Former Alabama politician Stephen Nodine is considering running for Congress from a jail cell.
Nodine was the Mobile County commissioner, who was on trial for three years for the alleged murder of his mistress. The jury failed to reach a verdict in his murder case and the politician currently serves time in jail after accepting a plea bargain to lesser charges. He has long defended his innocence, especially on social media. Despite his jail sentence, Nodine would still like to run for the vacant congressional seat once held by Rep. Jo. Bonner, asking Alabamans for a "second chance."
In light of Nodine's unfortunate situation, here is a breakdown of seven other colorful politicians that were elected after being imprisoned, or while serving jailtime.
1. Senator Larry Craig of Idaho:
Senator Larry Craig of Idaho finished out his Senate term after being arrested by an undercover cop for lewd conduct in a men's restroom in the Minneapolis-St. Paul Airport.
2. Majority Leader Tommy Burnett:
As Majority Leader of the Tennessee House of Representatives, Burnett was convicted of willfully failing to file federal income tax returns in 1983. He served 10 months in prison, and while at a prison camp on an Army base was re-elected to the Tennessee House with 60% of the vote.
3. Hugo Chavez:
The late Hugo Chavez led an unsuccessful coup d’etat for which he was imprisoned in 1992. Once released, he formed a socialist political party and was elected president of Venezuela in 1998.
4. D.C. Mayor Marion Barry:
In January 1990, former D.C. Mayor Marion Barry was videotaped smoking crack cocaine and subsequently arrested by FBI agents. He now currently serves as a council member in the District.
5. Nelson Mandela:
In 1964, South African activist Nelson Mandela was sentenced to life in prison. In 1990, after 27 years of jailtime, he was released, embarked upon a world tour meeting foreign leaders, won a Nobel Peace Prize, and became the first black president of the Republic of South Africa in 1994.

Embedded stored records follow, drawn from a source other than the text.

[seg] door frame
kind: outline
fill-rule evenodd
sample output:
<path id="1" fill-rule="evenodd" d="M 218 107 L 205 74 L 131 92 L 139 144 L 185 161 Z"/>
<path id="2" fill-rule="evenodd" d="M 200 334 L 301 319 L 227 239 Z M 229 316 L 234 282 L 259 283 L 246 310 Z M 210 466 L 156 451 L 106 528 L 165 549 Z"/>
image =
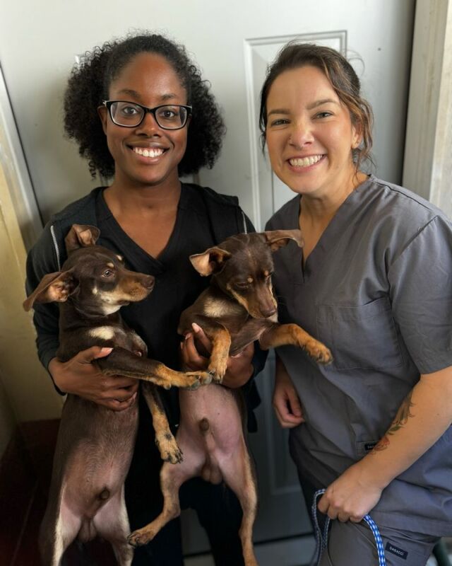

6. Boston Mayor James Curley:
This former mayor of Boston, Massachusetts also served twice in the House, and was elected to Boston's Board of Aldermen in 1904 while in jail for a fraud conviction. Apparently, he and an associate took exams for two men in their district in order to get them government jobs. This garnered loyalty and boosted his rep. and among working class Irish Americans at the time, earning him his place on the board.
7. Adolf Hitler
Before Hitler was der Führer, he was a WWI veteran who attempted a coup d'etat in Munich in 1923. When the coup failed and Hitler was imprisoned, he wrote Mein Kampf (My Struggle). He was released from prison in 1924, gained popularity and the position of chancellor in 1933, and well, you know the rest.